Понимание человеческой души есть необходимое условие для понимания человеческой жизни, и вот почему в цикле нашей литературы, имевшем задачею воспроизвести последнюю, первый занял центральное положение. Этот анализ, недостаточно проникающий у Гончарова, узкий в своем применении у Тургенева, искаженный и болезненный у Достоевского, только у гр. Л. Толстого вырос во всю полноту свою, двигаясь во всех направлениях, повсюду нормальный и достигающий везде той глубины, дальше которой для художника предстоит уже не изображение, но придумывание и фантазирование. Ему, как справедливо замечает г. Леонтьев, одинаково доступен внутренний мир мужчины и женщины[4], человека, не вышедшего из первобытной наивности[5] и высокоразвитого[6], старика и ребенка[7]. В возрасте, в поле, в степени образования и в уклоне характеров разные писатели встречали грани, за которыми они видели лишь положения и движения, — и только для одного гр. Толстого как будто не существует этих граней, и каков бы ни был человек, где бы он ни находился и что бы ни делал — он был ему понятен с внутренней стороны своей жизни. В одном только, в национальности, он встречает некоторое препятствие для своего анализа, чрез которое не знаем, может ли, но очевидно не хочет[8] переступить. Зато его анализ и хочет, и может переступать даже границы, положенные для человеческого понимания формами человеческой же психической жизни: он без труда, на некоторые моменты, спускается и в животный мир, с его чуть брезжущими зачатками душевных состояний (например, в сценах охоты).

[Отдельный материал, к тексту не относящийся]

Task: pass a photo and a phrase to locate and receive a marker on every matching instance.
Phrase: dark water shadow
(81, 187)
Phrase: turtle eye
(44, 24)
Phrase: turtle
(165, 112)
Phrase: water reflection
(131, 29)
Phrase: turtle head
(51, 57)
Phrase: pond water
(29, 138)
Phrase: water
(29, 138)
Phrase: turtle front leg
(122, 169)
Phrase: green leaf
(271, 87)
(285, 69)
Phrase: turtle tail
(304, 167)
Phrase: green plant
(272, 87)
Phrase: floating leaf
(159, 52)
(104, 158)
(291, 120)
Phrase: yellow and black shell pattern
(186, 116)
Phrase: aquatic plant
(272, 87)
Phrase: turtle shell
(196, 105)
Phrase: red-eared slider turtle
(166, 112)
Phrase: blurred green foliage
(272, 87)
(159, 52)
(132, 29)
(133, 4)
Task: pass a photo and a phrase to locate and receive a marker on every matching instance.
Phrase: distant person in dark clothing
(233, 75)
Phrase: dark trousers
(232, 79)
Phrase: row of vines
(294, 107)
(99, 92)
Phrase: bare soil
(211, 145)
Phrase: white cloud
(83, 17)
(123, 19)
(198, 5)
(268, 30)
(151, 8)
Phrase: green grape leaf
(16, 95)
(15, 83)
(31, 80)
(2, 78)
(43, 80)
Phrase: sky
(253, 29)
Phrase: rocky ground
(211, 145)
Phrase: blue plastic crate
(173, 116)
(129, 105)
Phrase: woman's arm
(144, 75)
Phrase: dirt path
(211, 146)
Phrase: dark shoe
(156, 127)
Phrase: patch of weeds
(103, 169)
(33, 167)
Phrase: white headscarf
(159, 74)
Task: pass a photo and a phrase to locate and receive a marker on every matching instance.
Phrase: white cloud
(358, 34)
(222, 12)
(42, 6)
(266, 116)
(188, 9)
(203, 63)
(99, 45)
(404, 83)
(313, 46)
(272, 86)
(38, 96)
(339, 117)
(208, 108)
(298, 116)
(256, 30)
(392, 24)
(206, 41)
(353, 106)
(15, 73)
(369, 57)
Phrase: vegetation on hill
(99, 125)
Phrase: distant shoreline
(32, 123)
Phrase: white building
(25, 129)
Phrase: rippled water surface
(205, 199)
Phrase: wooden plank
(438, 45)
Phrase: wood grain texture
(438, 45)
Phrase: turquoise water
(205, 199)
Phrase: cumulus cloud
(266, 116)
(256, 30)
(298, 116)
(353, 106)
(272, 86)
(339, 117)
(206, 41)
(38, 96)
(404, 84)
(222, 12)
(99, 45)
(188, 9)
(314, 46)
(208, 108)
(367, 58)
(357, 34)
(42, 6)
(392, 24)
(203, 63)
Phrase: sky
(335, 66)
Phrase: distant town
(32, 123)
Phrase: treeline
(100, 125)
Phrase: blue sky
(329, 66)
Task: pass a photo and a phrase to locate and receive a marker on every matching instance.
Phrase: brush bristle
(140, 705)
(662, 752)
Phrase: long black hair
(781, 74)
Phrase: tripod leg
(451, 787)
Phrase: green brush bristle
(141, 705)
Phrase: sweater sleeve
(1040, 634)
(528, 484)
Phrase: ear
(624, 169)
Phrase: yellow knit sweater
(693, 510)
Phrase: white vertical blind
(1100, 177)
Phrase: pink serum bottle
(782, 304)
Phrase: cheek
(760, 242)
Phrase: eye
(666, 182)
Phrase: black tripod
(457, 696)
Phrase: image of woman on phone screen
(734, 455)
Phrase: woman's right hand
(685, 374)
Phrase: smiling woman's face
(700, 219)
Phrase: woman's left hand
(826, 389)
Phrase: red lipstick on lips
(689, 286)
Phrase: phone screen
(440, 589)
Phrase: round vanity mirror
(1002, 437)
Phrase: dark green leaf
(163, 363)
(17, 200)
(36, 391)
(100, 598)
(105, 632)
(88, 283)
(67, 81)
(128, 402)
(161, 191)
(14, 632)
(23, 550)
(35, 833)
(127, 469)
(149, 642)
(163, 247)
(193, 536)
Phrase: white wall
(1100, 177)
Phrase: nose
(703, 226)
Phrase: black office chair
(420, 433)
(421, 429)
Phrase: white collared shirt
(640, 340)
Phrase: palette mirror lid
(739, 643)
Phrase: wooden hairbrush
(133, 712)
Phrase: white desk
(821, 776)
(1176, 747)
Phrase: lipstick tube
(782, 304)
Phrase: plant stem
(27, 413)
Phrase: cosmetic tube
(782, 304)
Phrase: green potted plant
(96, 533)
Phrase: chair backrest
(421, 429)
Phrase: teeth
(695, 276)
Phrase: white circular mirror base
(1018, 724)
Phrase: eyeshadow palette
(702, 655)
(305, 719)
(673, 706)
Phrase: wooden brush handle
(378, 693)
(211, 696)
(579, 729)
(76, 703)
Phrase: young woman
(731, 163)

В этом анализе, столь всесильном по сферам изображаемым, г. Леонтьев находит исчезающие недостатки в «Войне и мире», которые в «Анне Карениной» пропадают окончательно. Он справедливо указывает на излишество наблюдения, на придирчивость, на подозрительное подглядыванье, которое великий романист допускает в себе по отношению к выводимым у него лицам. Не только для читателя его произведений, но и для самого художника скульптурность и жизненность созданных им образов так велика, что они движутся, говорят и действуют, хотя, конечно, по воле творца своего, но и вместе как будто независимо от этой воли, и он следит за ними пытливым взглядом человека, который прежде всего хочет не доверять. Он ищет дурных и мелочных мотивов даже там, где они вовсе не необходимы. Критик правдоподобно указывает и вероятную причину этого: он посмотрел в душу художника, так скептически смотрящего на своих героев, и увидел, что он ищет в них того, чего боится в себе. Он ищет в них ложного величия, он опасается, как бы под каким-нибудь извне высоким поступком у них не оказалось пустого места внутри. От этого он любит их унижать, он хочет видеть их смешными даже и тогда, когда они хотят быть только серьезными. Странное следствие получается из этого: оборванные, общипанные своим творцом, перед нами выходят люди, как их Бог создал, и если мы все-таки находим в них иногда черты высокого и героического, то это уже героизм истинный, правдивый. Природа человеческая высока и прекрасна, хотя и не на тот манер, как обыкновенно про это думают — вот окончательное и неизгладимое впечатление, которое ложится на душу размышляющего читателя после долгого и внимательного изучения произведений гр. Толстого.
Психический анализ в «Анне Карениной» чужд этой нервной подозрительности. Как будто взгляд автора на человека окончательно установился, когда он писал этот роман, и все приемы в изображении людей приобрели здесь окончательную твердость и отчетливость, так что в движении художественной кисти нет уже ни одного пробного мазка. Он уже не высматривает здесь душу человека, он видит ее и говорит о том, что видит, но не описывает того, что подозревает в ней.